In cassatie kan van het volgende worden uitgegaan.
(i) Franklin en Cehave zijn met ingang van 1 januari 1999 een joint venture-overeenkomst aangegaan. De overeenkomst is vastgelegd in een akte van 7 juni 1999 (hierna: de joint venture-overeenkomst).
(ii) Ter uitvoering van de joint venture-overeenkomst is InCo-öp B.V. (hierna: InCo-öp) opgericht. Franklin en Cehave verkregen elk 50% van de aandelen in InCo-öp.

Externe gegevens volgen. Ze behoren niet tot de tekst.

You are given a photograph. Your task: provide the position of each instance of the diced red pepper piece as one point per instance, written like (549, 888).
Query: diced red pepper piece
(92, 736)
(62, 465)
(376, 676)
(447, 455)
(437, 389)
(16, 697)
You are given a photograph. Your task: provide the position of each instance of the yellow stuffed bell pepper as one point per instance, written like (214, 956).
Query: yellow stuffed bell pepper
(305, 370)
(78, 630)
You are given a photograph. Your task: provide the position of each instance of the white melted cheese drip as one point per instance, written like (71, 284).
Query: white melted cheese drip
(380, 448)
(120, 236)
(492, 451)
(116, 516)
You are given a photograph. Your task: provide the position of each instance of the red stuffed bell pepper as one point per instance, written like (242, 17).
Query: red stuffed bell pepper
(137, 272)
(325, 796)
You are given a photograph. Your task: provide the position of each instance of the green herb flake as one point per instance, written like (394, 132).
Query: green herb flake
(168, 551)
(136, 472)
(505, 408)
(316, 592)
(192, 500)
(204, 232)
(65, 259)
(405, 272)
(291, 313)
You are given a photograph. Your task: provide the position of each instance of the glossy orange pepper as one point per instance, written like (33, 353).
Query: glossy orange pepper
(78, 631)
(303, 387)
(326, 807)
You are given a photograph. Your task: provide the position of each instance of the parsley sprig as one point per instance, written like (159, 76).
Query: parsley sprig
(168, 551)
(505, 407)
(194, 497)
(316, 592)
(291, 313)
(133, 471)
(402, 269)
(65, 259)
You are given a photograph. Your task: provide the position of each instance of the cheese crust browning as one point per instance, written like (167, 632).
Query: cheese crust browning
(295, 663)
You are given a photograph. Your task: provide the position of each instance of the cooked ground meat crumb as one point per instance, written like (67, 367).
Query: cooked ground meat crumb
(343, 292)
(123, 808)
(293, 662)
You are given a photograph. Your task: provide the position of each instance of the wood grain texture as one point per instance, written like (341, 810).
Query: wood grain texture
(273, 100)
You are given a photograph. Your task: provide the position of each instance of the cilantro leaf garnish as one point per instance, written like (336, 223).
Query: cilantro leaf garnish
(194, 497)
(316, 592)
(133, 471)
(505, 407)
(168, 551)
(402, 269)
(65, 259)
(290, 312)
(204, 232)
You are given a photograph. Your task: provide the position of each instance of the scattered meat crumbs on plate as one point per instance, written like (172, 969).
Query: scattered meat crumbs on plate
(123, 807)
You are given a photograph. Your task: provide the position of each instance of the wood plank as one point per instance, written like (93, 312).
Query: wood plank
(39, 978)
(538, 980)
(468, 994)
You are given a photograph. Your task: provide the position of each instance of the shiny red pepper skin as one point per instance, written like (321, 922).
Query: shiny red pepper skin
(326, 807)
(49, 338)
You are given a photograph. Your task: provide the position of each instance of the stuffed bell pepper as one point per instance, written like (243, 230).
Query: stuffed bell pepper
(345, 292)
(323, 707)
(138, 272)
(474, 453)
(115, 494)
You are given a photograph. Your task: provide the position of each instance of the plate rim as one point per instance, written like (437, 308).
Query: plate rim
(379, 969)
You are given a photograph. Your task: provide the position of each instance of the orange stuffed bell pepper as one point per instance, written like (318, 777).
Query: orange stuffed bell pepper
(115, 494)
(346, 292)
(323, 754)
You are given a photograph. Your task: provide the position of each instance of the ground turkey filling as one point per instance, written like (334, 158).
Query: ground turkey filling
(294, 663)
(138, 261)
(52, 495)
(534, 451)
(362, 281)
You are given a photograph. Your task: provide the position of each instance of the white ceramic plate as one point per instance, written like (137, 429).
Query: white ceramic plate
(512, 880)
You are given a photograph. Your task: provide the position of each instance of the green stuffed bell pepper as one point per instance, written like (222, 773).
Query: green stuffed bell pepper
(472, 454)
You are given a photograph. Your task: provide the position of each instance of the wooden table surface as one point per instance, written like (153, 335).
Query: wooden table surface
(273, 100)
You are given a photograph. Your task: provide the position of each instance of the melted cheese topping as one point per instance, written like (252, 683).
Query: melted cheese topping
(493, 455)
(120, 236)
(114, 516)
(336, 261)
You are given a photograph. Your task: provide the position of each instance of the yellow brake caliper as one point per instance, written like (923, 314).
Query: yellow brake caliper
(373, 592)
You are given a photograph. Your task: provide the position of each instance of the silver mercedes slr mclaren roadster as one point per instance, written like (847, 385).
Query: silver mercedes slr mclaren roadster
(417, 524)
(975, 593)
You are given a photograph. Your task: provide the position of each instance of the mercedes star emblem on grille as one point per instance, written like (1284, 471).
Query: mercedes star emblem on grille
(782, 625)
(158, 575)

(iii) Cehave heeft de joint venture-overeenkomst opgezegd tegen 31 december 2000. Feitelijk is de samenwerking in de joint venture per 31 december 2001 geëindigd.
(iv) Art. 10 lid 6 van de joint venture-overeenkomst luidt als volgt:
“(…)
Ingeval van opzegging met inachtneming van het hiervoor bepaalde is de opzeggende aandeelhouder verplicht de aandelen in de vennootschap van de wederpartij over te nemen voor een bedrag vast te stellen door 3 deskundigen tenzij de aandeelhouder aan wie wordt opgezegd de aandelen van de opzeggende aandeelhouder wenst over te nemen.
De aandeelhouder aan wie wordt opgezegd heeft derhalve de keuze: of hij draagt zijn aandelen over aan de opzeggende partij of hij neemt de aandelen van de opzeggende partij over, in welk geval de overnameprijs eveneens wordt vastgesteld conform het hier bepaalde.
(…) Het door de 3 deskundigen vast te stellen bedrag wordt bepaald met inachtneming van de volgende uitgangspunten:
1. De opzeggende aandeelhouder vergoedt aan de wederpartij de waarde van diens aandelen, zijnde 50% van: het zichtbaar eigen vermogen van de Vennootschap, vermeerderd met eventuele stille reserves in de aanwezige activa, uitgaande van de going-concern waarde.
2. Ingeval van opzegging door Cehave (…) vóór 1 januari 2003 zal Cehave (…) aan [Franklin] of daarmee gelieerde vennootschap bovendien een vergoeding betalen ter grootte van het percentage van de margederving van Franklin als hierna omschreven, van de omzet van Franklin in het kalenderjaar waarin wordt opgezegd. Met margederving wordt bedoeld het marge nadeel van Franklin door het wegvallen van de schaalvoordelen van de joint-venture.
(…)”
(v) Ter vaststelling van de waarde (van 50%) van de aandelen in InCo-öp en de hoogte van de margederving als bedoeld in art. 10 lid 6 van de joint venture-overeenkomst hebben partijen ieder een deskundige benoemd en hebben deze deskundigen een derde deskundige laten benoemen door het Nivra.
De deskundigen hebben op 31 maart 2005 een (definitief) bindend advies uitgebracht. Daarin is de waarde van de aandelen per ultimo 2001 vastgesteld op fl. 843.089,-- (€ 382.577,--) en de margederving op fl. 18.616, (€ 8.448,).